Questa azione dimostra la sfiducia che hai verso il corpo docenti, verso l’organizzazione del servizio pubblico dairaghese. Allora per coerenza non dovresti cercare nemmeno i voti di chi non può per qualsiasi ragione che percorrere la via pubblica.

Le capacità intellettive nascono nelle famiglie povere, ricche, istruite o analfabete senza distinzione o prevalenza.

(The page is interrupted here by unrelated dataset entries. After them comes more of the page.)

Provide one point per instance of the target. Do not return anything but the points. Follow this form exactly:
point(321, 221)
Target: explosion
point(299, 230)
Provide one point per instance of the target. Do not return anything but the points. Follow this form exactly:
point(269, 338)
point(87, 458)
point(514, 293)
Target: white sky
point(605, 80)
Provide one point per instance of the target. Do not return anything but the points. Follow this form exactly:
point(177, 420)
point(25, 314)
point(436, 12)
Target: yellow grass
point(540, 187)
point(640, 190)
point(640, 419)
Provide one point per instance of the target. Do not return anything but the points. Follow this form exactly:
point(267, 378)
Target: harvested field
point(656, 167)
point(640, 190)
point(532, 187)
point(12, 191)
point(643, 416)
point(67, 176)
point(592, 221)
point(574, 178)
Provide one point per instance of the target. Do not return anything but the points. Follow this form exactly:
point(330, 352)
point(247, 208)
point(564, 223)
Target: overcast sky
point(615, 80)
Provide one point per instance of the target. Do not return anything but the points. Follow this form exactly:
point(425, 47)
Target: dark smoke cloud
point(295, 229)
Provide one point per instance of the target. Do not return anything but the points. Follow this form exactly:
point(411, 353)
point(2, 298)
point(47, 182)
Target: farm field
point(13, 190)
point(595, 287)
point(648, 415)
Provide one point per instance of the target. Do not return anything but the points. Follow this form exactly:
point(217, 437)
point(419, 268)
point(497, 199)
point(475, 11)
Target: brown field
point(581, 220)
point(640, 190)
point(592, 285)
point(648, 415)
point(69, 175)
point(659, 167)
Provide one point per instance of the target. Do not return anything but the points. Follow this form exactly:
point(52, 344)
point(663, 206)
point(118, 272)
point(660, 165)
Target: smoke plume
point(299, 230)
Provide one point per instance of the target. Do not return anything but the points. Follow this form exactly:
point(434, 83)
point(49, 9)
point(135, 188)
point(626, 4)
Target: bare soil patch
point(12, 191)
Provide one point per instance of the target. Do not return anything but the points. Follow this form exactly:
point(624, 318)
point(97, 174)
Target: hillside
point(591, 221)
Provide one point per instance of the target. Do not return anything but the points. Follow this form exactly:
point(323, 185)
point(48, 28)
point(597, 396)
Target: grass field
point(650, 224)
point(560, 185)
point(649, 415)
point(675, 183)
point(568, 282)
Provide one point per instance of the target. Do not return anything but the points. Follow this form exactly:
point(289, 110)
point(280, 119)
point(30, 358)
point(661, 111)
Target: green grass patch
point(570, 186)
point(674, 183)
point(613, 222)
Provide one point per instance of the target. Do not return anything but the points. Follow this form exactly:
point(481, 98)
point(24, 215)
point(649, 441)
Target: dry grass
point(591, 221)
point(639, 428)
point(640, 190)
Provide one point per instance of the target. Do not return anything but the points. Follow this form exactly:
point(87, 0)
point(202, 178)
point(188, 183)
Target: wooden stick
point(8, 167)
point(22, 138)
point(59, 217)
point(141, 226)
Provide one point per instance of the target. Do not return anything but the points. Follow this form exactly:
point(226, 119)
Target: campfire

La storia italiana è piena di esempi di giovani che da condizioni difficili, sono giunti all’apice del successo culturale o economico, grazie alla scuola ed alle università pubbliche o religiose.

Il compito di un buon amministratore è quello di cercare di dare a tutti coloro che ricevono il dono dell’intelligenza, trattando quello svantaggiato come quello avvantaggiato, la possibilità di svilupparlo al meglio per il bene dell’umanità.

Sappiamo che gli amministratori comunali non scelgono il corpo docente, non fanno piani didattici, ma possono collaborare con la preside e gli organismi preposti, per attività e programmi aggiuntivi, programmi di sostegno o integrativi alle carenze generate dalla necessità dei genitori di lavorare o di crescere professionalmente.

Evidentemente i genitori devono percorrere la via che credono migliore per i propri figli…bello è avere un generale sul campo di battaglia insieme ai propri soldati…

AMMINISTRARE A COLPI DI…SLOGAN…

In campagna elettorale, quando una lista ha un programma debole, cerca di aggirare il problema mostrando video e sbandierando slogan. Quando però la campagna elettorale termina e si tratta se si vince di governare, gli slogan e i filmati non servono più ma al contrario serve un programma solido, credibile, serio e non campato in aria.

Le fantastiche promesse sbandierate durante la competizione elettorale, restano lì riposte nel cassetto facendo parte degli slogan usati per colpire i cittadini nel breve periodo, ma che non hanno poi quasi mai un seguito. E’ importante quindi che i cittadini prima del voto leggano attentamente i programmi che vengono loro posti all’attenzione dalle compagini che si presentano alla tornata elettorale, perché leggendo e approfondendo, si riesce a valutare quanta fiducia si può riporre in quel gruppo politico.

Questo perché quasi sempre negli slogan che sono fatti per attrarre, vengono pubblicizzati solo i punti che possono e devono far colpo sugli elettori, mentre nel programma non si può barare. Un politico mio amico e maestro mi disse: un programma elettorale è quasi sempre costruito in tre parti: la prima basata su interventi per i quali non è previsto esborso di denaro, la seconda basata su interventi con esborso di denaro più o meno importante e la terza basata sugli interventi più gravosi e grandiosi, che richiedono molto tempo e molto denaro.

Tutto questo per affermare che vanno bene gli slogan, i video, i manifesti, i volantini e le facce dei candidati, ma la cosa più importante è che i cittadini dedichino un pò di tempo alla lettura di quello che viene loro proposto nei programmi in campagna elettorale.

Dopo non c’è più il tempo per rimediare!!!

LA VERITA’…FA MALE LO SO…

Missione 4 Istruzione e Diritto allo Studio

2016 – € 475,273,00

DUP 2017 – € 490,027,00 – Consuntivo 2017 – € 532,922,00

DUP 2018 – € 459,635,00 – Consuntivo 2018 – € 562,185,00

DUP 2019 – € 541,471,00 – Consuntivo 2019 – € 544,113,00

DUP 2020 € 563,551,00 – Consuntivo 2020 – € 492,172,00

L’OSSERVATORE DAIRAGHESE PUBBLICA QUESTO POST IN RELAZIONE AGLI ARTICOLI COMPARSI IN QUESTI GIORNI SUI GIORNALI DA PARTE DELL’AMMINISTRAZIONE DAIRAGHESE. NOI VOGLIAMO DARE AI CITTADINI I VERI DATI PER QUANTO RIGUARDA L’ISTRUZIONE E IL DIRITTO ALLO STUDIO, DURANTE IL MANDATO DISASTROSO DI “CIVICA DAIRAGO”.